Since then, even though hospitals have grown in size and complexity and of course are more modern in design, their physical layout has not kept pace with technological innovations and truly taken advantage of evidence-based design. Yes, they look different, are more modern, welcoming, and based on hospitality, but they have also grown, somewhat unchallenged, in square footage, materials, and support systems. One can look at a healthcare facility and come close to identifying the decade in which it was put into use.
The exciting modern advances in medical care, including robotics, hand-held devices, and models of care, have outpaced HOW a hospital efficiently functions; how it feels and how it lives; how the doctors, nurses, and technicians interact with patients and visitors. Add to this a lengthy recession and the upheaval of the Patient Protection and Affordable Care Act and we have a healthcare industry facing a perfect storm for change - opportunity.

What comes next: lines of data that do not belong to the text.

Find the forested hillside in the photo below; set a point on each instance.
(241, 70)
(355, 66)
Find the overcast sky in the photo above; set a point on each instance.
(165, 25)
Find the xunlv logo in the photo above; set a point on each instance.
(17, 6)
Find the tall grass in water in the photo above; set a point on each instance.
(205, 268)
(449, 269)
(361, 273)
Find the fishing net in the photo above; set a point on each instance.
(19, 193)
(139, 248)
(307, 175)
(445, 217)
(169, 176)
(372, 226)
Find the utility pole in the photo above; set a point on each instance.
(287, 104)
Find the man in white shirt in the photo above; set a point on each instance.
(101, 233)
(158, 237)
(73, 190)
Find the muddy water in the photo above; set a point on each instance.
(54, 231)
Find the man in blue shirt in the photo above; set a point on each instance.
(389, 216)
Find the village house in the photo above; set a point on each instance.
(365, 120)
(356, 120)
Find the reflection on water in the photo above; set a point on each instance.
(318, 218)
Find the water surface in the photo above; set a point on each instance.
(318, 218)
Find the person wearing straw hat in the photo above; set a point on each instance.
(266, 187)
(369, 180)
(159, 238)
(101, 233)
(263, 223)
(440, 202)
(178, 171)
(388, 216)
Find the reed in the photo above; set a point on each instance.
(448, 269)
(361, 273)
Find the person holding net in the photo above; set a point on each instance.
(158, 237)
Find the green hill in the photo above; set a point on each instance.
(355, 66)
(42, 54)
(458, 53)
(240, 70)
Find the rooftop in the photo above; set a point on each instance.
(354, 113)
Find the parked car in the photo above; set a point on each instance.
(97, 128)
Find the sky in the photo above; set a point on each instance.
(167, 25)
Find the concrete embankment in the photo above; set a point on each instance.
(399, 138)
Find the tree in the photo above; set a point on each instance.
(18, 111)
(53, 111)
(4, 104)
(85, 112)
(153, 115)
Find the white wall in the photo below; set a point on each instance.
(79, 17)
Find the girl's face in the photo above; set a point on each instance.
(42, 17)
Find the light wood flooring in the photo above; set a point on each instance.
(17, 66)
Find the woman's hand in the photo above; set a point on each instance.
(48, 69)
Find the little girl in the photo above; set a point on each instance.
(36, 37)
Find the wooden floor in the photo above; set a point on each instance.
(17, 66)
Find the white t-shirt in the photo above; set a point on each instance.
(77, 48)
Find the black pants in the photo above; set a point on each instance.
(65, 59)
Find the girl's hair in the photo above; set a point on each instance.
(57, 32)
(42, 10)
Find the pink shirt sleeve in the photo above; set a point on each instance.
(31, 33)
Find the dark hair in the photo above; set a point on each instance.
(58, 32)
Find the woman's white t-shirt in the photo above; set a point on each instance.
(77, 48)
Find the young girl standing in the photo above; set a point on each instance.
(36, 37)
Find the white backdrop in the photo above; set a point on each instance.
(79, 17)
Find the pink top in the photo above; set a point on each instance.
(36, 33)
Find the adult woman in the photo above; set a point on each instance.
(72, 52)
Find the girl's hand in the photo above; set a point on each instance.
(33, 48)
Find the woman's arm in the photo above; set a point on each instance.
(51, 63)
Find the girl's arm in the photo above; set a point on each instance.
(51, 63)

We hear a lot about "future proofing" buildings, making them adaptable for technologies we have yet to invent. Rather than a defensive approach, we should be talking about "future enabling" hospitals, making them flexible and adjustable in a way that invites those innovations to happen organically rather than forcing them into a box we built a decade or more earlier.
By improving the physical layout of hospitals and medical facilities, we can enhance and increase safety mechanisms, improve care, and help reduce the exposure to medical errors. Likewise, healthcare buildings should be built differently, using new technologies, skills, and materials.
There's no reason, for example, for all rooms to be dedicated to a single function over its lifespan. There's also no reason for elevators and major vertical mechanical systems to be in the core of the building; we can place them externally, allowing for more flexibility among rooms and departments – increasing square footage efficiencies, while keeping mechanical equipment accessible for maintenance and upgrades without interrupting care and operations within the space.
We can make hospitals more adaptable to new technologies and tools by making the footprints of various medical departments more flexible. Patients would benefit from a nimble medical complex that moves and progresses with their treatment, which would also be able to evolve as new techniques and technologies become available, ultimately improving the built environment where treatment is provided.
The need and opportunity for change is clear: incredible advancements in technologies, changing treatment protocols and care provided by talented and diverse clinicians, revised reimbursement structures, and growing patient safety issues. We have to look harder, deeper, and form creative new approaches to the possible factors that are contributing to this trend.
We have to explore other factors that impact health – including the way we design and build hospitals - that can positively affect clinical outcomes. We've been building hospitals the same way for more than half a century. It is perhaps time to start from a blank sheet of paper and if we did, what would it look like?
Is the process broken? No. But it is time to recalibrate how we envision and execute the built environment for future generations. As an industry, we have a tremendous opportunity to create and affect change the way the Hill-Burton Act did generations ago.